Musk’s various moves regarding Twitter has garnered a great deal of media attention. Now, it appears, Musk’s Twitter play has also drawn a securities class action lawsuit.

 

The April 12 Lawsuit

On April 12, 2022, a plaintiff shareholder filed a securities class action lawsuit against Musk in Southern District of New York.  A copy of the complaint can be found here. The complaint is based on the idea that Musk should have filed a Schedule 13 with the SEC (declaring that he had acquired 5% of Twitter’s stock) earlier than he did, and that when he finally did get around to filing the Schedule, Twitter’s share price shot up 27%.

 

The lawsuit is filed on behalf of persons who sold their Twitter shares between March 24, 2022 (the date on which the complaint alleges Musk should have filed his Schedule 13 with the SEC) and April 4, 2022 (the date when Musk did file the Schedule 13).

 

According to the complaint, by March 14, 2022, Musk had acquired more than a 5% ownership stake. The complaint further alleges that under Section 13(d) of the Securities Exchange Act of 1934 and Rule 13d-1 thereunder, Musk was required to file a Schedule 13(d) within ten days of crossing the 5% threshold, meaning (the complaint alleges) that Musk should have filed a Schedule 13 with the SEC on March 24, 2022. However, Musk did not file his Schedule 13 with the SEC until April 4, 2022.

 

The complaint alleges that “Investors who sold shares of Twitter stock between March 24, 2022, when Musk was required to have disclosed his Twitter ownership, and before the actual April 4, 2022, disclosure, missed the resulting share price increase as the market reacted to Musk’s purchases and were damaged thereby.”

 

The complaint also alleges that “By failing to disclose his ownership stake … Musk was able to acquire shares of Twitter less expensively during the class period.” The complaint alleges (in paragraph 38) that Musk “saved approximately $143 million on his Twitter purchases by delaying the filing of the required Schedule 13 G/D and purchasing additional shares at deflated prices.”

 

The complaint alleges that Musk violated Section 10(b) of the Securities Exchange Act of 1934 and Rule 10b-5 thereunder. The complaint seeks to recover damages on behalf of the class.

 

All of the details about the timing of Musk’s SEC filings are reported in an April 5, 2022 Wall Street Journal article (here), which also suggests that Musk’s supposed delayed filing of the Schedule 13 could get Musk in hot water with the SEC.

 

Discussion

The complaint is short – it weighs in at just ten pages. It is interesting and unusual in that it purports to represent not a class of purchasers who bought the shares of the company involved, but rather on behalf of persons who sold the shares of the company involved.

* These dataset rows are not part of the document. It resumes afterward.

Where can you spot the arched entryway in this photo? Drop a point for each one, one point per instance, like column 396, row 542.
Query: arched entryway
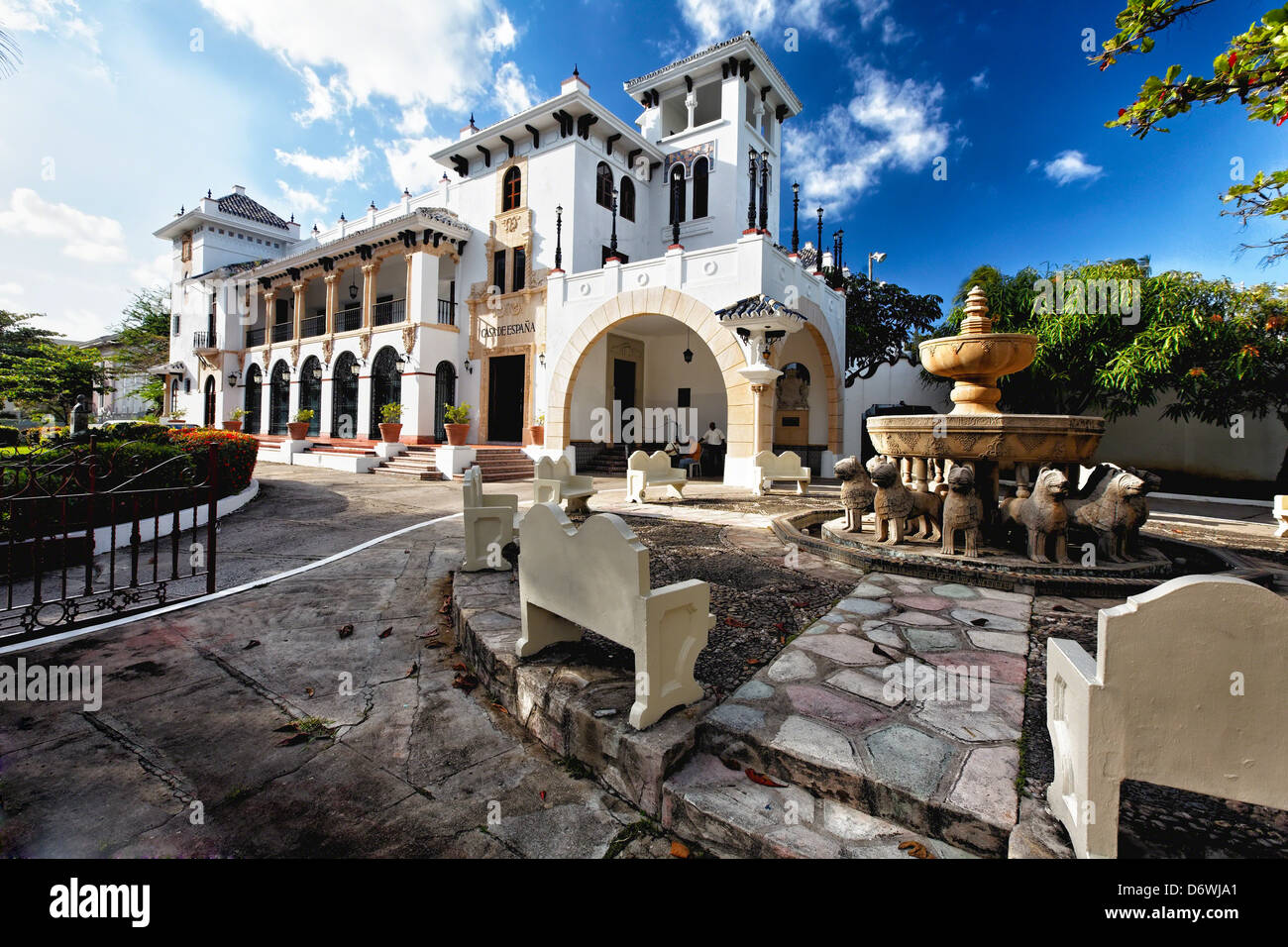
column 344, row 395
column 254, row 399
column 207, row 415
column 445, row 394
column 278, row 398
column 310, row 392
column 385, row 382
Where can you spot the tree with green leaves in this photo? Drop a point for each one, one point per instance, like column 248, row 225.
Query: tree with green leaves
column 881, row 322
column 52, row 376
column 1253, row 68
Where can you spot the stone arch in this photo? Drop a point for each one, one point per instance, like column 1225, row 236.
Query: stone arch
column 703, row 324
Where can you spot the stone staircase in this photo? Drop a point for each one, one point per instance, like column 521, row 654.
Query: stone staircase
column 417, row 463
column 503, row 464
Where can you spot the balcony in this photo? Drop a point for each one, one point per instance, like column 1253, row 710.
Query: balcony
column 389, row 312
column 348, row 320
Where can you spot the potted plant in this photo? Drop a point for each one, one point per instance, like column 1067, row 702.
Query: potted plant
column 390, row 421
column 299, row 428
column 456, row 420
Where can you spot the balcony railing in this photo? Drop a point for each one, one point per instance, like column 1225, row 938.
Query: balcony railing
column 348, row 320
column 387, row 313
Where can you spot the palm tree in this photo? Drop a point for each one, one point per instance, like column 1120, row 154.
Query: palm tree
column 9, row 54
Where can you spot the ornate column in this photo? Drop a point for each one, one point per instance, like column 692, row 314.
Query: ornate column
column 333, row 290
column 369, row 291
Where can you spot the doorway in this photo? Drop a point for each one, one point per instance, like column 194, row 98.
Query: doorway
column 506, row 376
column 209, row 414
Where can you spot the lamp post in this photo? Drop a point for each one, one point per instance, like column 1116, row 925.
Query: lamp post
column 559, row 237
column 612, row 240
column 764, row 191
column 797, row 205
column 818, row 252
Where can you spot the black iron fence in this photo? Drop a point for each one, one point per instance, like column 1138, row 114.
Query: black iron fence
column 86, row 536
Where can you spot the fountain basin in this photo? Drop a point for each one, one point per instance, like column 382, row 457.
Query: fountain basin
column 1005, row 440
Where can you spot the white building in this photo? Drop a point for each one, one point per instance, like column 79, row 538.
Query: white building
column 544, row 277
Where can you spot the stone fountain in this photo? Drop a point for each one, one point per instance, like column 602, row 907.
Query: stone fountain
column 975, row 432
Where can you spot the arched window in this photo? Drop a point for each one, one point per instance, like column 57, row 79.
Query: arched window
column 699, row 188
column 310, row 392
column 385, row 382
column 678, row 195
column 344, row 395
column 626, row 200
column 603, row 185
column 254, row 379
column 511, row 189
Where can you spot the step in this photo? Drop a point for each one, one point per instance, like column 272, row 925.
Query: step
column 725, row 812
column 819, row 715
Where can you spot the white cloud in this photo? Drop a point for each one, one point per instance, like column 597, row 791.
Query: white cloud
column 1069, row 166
column 888, row 125
column 84, row 236
column 346, row 166
column 156, row 270
column 410, row 165
column 415, row 54
column 513, row 93
column 301, row 201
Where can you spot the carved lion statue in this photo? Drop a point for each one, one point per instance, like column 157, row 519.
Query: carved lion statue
column 898, row 506
column 1104, row 505
column 1042, row 514
column 962, row 510
column 857, row 492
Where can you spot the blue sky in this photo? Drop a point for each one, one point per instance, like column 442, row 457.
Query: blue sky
column 124, row 110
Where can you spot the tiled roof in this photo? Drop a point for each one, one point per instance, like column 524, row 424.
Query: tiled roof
column 241, row 205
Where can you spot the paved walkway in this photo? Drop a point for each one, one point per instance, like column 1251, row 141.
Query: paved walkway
column 194, row 703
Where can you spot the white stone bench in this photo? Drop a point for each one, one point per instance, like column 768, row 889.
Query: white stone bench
column 597, row 578
column 553, row 480
column 767, row 468
column 644, row 471
column 490, row 523
column 1186, row 690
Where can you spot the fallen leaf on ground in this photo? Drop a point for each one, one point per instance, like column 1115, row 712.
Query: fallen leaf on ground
column 915, row 849
column 761, row 780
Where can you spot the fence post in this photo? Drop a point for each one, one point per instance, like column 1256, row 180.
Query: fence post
column 211, row 510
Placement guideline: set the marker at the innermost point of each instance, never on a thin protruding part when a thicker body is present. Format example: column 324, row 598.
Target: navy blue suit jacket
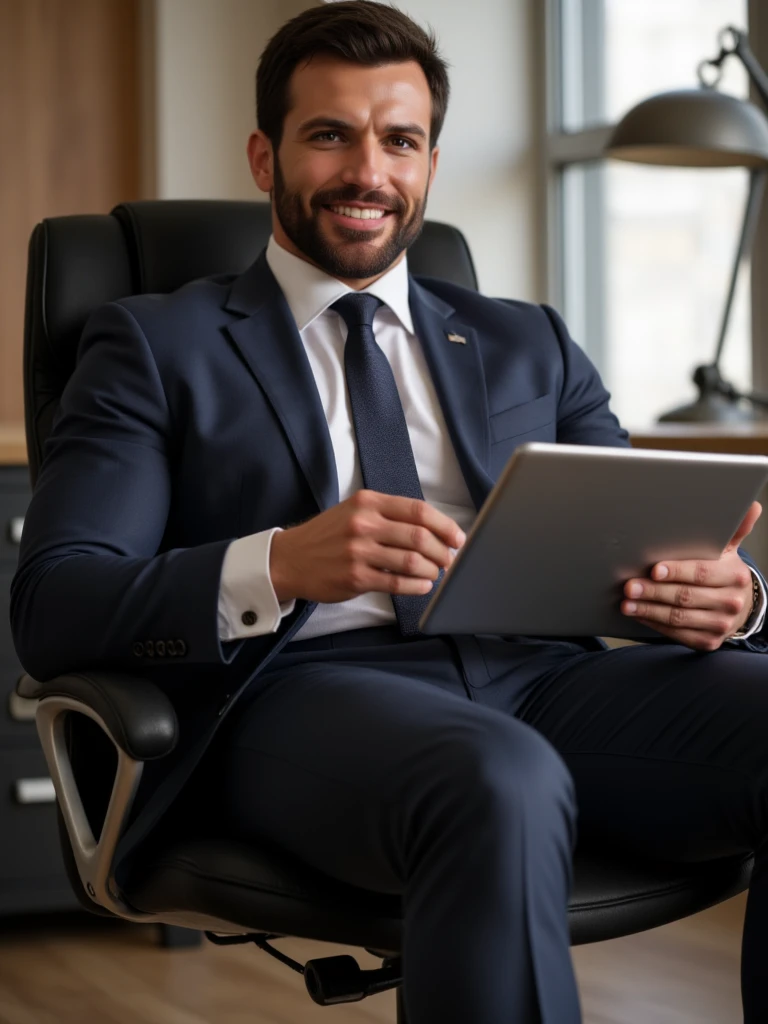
column 193, row 419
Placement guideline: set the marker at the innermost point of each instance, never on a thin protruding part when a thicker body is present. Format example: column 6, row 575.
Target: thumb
column 745, row 526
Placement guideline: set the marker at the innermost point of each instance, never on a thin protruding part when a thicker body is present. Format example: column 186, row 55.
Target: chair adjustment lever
column 329, row 980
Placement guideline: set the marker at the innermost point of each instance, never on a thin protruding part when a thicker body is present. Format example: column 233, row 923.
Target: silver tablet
column 567, row 524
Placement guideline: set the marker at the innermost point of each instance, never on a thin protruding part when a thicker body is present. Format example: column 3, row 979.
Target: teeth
column 366, row 213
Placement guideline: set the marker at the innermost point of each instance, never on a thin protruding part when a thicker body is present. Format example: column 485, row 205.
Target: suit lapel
column 270, row 344
column 457, row 371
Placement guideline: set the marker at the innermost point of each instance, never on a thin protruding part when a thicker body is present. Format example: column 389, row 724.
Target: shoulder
column 482, row 311
column 205, row 297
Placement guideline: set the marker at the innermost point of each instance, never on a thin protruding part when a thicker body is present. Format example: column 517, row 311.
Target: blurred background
column 108, row 100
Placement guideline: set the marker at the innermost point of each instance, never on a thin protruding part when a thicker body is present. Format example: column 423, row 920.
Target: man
column 257, row 480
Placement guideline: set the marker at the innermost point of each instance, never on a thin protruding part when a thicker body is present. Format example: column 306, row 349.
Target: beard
column 346, row 259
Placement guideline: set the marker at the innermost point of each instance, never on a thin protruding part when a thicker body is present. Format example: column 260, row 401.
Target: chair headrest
column 78, row 263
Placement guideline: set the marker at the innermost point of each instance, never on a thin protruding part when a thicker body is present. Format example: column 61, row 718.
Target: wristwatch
column 756, row 594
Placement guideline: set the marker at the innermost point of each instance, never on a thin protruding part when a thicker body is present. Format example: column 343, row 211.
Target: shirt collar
column 310, row 291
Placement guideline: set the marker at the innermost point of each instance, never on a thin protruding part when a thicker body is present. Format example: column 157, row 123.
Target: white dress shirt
column 309, row 292
column 245, row 584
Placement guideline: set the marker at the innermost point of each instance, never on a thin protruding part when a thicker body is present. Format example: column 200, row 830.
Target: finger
column 679, row 619
column 695, row 639
column 727, row 599
column 407, row 537
column 728, row 570
column 747, row 525
column 420, row 513
column 402, row 561
column 392, row 583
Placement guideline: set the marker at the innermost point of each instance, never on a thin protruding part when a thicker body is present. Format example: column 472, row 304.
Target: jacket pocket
column 521, row 419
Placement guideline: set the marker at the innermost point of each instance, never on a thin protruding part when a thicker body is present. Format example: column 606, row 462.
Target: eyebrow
column 409, row 128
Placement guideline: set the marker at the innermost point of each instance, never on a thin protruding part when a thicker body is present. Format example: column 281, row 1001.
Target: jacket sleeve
column 91, row 588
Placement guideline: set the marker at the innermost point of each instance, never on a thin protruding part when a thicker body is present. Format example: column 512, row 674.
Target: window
column 641, row 256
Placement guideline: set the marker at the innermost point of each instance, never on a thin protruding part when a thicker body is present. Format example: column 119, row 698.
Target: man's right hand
column 371, row 542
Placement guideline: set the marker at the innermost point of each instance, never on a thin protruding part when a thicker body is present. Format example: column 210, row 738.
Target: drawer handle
column 15, row 526
column 35, row 791
column 22, row 709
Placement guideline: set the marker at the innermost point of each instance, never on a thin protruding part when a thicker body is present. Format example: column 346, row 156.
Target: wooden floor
column 72, row 972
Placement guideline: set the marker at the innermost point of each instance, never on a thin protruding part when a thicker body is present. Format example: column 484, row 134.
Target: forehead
column 336, row 88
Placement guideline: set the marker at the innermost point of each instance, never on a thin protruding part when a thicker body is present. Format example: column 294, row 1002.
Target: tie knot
column 357, row 308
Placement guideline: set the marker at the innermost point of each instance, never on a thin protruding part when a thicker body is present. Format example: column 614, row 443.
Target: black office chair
column 231, row 891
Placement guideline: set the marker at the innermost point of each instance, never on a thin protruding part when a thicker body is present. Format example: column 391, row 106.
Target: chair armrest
column 138, row 716
column 141, row 723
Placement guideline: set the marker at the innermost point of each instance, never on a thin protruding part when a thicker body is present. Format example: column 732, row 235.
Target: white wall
column 205, row 56
column 205, row 59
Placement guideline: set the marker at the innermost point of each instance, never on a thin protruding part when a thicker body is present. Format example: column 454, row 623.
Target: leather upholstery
column 138, row 715
column 78, row 263
column 262, row 887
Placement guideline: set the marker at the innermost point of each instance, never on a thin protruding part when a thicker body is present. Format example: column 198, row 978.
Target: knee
column 504, row 769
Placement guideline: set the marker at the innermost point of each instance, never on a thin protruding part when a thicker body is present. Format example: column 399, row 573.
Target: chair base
column 400, row 1007
column 329, row 980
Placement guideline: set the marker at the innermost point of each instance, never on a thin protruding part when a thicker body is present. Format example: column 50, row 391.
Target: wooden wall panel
column 69, row 136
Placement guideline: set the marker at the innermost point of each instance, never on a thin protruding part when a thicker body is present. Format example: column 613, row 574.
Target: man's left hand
column 697, row 603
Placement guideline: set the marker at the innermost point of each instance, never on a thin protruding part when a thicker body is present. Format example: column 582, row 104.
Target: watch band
column 756, row 594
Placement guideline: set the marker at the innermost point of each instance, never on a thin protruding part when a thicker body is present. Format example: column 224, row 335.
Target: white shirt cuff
column 758, row 616
column 248, row 605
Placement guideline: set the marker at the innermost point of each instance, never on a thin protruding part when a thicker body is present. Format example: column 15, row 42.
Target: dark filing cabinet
column 32, row 873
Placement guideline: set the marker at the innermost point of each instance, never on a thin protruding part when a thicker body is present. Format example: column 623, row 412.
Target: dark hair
column 363, row 32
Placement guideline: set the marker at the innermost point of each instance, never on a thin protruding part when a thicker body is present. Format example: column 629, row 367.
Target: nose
column 365, row 166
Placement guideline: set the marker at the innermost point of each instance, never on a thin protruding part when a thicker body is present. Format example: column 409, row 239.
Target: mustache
column 337, row 197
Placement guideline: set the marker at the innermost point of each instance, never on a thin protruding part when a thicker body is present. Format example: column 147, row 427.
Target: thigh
column 666, row 747
column 337, row 760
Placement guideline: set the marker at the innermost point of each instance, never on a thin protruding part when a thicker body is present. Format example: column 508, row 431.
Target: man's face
column 350, row 178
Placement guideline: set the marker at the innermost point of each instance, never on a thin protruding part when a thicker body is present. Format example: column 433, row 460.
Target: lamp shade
column 692, row 128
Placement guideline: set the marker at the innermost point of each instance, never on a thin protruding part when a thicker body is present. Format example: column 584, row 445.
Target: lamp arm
column 749, row 226
column 755, row 70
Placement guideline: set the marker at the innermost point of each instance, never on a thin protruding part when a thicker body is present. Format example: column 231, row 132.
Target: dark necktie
column 383, row 443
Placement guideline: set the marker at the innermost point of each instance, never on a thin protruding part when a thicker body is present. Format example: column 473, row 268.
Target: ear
column 433, row 166
column 260, row 159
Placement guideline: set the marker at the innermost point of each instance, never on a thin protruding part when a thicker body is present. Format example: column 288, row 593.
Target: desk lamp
column 707, row 128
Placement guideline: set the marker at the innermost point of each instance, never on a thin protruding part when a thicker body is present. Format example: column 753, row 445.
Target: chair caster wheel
column 175, row 937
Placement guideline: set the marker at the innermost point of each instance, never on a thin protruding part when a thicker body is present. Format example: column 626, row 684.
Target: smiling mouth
column 360, row 213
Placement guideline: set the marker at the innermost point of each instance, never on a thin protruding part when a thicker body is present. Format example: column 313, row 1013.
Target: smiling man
column 274, row 468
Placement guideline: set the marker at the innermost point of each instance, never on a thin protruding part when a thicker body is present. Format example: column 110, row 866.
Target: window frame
column 560, row 150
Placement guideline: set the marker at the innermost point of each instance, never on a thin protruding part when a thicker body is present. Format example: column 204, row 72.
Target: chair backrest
column 79, row 263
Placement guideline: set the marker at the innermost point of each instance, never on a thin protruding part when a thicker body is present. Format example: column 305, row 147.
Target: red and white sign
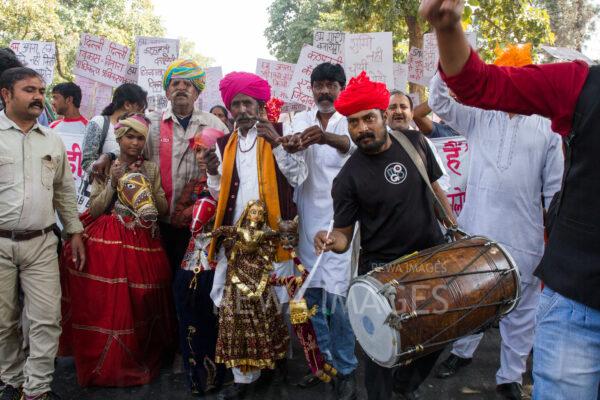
column 101, row 60
column 454, row 152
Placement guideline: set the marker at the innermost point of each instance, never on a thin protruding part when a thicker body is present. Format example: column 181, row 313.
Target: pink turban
column 246, row 83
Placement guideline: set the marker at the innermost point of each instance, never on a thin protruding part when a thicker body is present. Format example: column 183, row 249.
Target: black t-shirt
column 388, row 196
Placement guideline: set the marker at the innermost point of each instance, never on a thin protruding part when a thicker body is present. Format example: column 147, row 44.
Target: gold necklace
column 250, row 148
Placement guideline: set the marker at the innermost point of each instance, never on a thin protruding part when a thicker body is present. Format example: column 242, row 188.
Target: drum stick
column 300, row 293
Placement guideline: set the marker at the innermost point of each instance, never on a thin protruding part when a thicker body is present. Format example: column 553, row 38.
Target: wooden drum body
column 421, row 302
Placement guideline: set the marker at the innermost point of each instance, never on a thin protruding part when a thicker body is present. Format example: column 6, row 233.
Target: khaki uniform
column 35, row 181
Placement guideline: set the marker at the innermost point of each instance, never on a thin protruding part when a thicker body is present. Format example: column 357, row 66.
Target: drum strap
column 418, row 161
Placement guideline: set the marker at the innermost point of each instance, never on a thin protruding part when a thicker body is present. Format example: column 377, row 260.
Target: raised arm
column 549, row 90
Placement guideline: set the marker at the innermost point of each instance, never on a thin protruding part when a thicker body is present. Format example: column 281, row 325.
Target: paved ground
column 475, row 382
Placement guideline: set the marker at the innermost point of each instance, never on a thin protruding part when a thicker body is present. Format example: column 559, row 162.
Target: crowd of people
column 183, row 248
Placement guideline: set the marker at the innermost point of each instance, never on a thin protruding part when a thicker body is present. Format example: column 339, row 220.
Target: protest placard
column 131, row 75
column 144, row 40
column 278, row 74
column 371, row 52
column 431, row 55
column 416, row 67
column 299, row 89
column 39, row 56
column 416, row 98
column 454, row 152
column 154, row 58
column 101, row 60
column 330, row 41
column 94, row 96
column 400, row 76
column 211, row 95
column 566, row 54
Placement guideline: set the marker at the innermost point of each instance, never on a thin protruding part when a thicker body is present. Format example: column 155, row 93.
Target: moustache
column 366, row 135
column 243, row 117
column 326, row 97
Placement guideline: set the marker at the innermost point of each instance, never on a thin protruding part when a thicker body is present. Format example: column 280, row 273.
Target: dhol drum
column 421, row 302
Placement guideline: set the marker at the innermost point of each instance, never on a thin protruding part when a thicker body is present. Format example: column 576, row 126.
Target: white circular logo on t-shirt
column 395, row 173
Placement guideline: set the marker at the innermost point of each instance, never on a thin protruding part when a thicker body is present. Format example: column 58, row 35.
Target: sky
column 232, row 32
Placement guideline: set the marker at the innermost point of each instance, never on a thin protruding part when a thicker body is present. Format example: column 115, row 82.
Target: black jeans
column 380, row 382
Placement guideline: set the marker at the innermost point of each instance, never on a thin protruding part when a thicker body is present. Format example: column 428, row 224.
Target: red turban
column 246, row 83
column 362, row 94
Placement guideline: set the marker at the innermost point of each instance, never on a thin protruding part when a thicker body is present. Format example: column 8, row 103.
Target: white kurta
column 247, row 167
column 513, row 163
column 311, row 173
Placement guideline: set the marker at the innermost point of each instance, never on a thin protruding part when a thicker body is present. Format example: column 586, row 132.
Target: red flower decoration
column 273, row 107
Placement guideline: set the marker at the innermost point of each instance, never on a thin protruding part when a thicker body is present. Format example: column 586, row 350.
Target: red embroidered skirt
column 120, row 322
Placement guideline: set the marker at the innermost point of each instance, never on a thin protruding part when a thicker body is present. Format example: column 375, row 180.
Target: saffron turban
column 137, row 122
column 246, row 83
column 185, row 69
column 513, row 55
column 362, row 94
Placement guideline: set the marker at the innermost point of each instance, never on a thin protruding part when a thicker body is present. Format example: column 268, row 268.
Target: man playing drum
column 381, row 187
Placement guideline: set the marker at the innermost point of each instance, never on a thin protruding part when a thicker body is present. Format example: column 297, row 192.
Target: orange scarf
column 267, row 187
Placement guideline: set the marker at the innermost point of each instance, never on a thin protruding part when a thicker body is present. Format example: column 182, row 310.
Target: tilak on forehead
column 362, row 94
column 246, row 83
column 185, row 69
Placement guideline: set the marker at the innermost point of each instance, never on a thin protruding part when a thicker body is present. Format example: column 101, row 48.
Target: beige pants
column 32, row 265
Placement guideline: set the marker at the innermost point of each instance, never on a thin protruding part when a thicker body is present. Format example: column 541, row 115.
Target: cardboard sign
column 330, row 41
column 94, row 96
column 416, row 67
column 278, row 74
column 299, row 90
column 144, row 40
column 211, row 95
column 154, row 58
column 370, row 52
column 454, row 152
column 39, row 56
column 400, row 76
column 101, row 60
column 566, row 54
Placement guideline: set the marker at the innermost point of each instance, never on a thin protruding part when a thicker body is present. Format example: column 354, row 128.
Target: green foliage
column 572, row 21
column 498, row 22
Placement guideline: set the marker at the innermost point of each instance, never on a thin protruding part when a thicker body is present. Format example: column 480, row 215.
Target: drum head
column 368, row 311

Their allegation is basically that they would have realized a larger amount from their sales if Musk had filed his form with the plaintiffs say he should have.

 

The complaint is also interesting because instead of a long list of defendants, as is often the case with securities class action complaints, it names only one defendant, Musk himself. Twitter itself is not named as a defendant.

 

For students of D&O claims, the capacity in which Musk is named as a defendant is also interesting. Musk is not named in his capacity as a director or officer of any of his other companies. He is not named in any corporate capacity at Twitter, either. Musk is named solely in his capacity as an individual — that is, as an investor in and shareholder of Twitter. All else equal and assuming customary insurance arrangements, there likely would not be insurance coverage available for Musk under Twitter’s insurance, nor under any insurance that any of his other companies might maintain. As the world’s richest man, the availability of D&O insurance may not be Musk’s first concern, but the circumstances alleged in the claim do present an interesting example of the significance of capacity for purposes of establishing D&O insurance coverage.

 

Anyway, this is an interesting situation. I suspect that before all is said and done, a lot more interesting things are going to happen. Watch this space for future blog posts.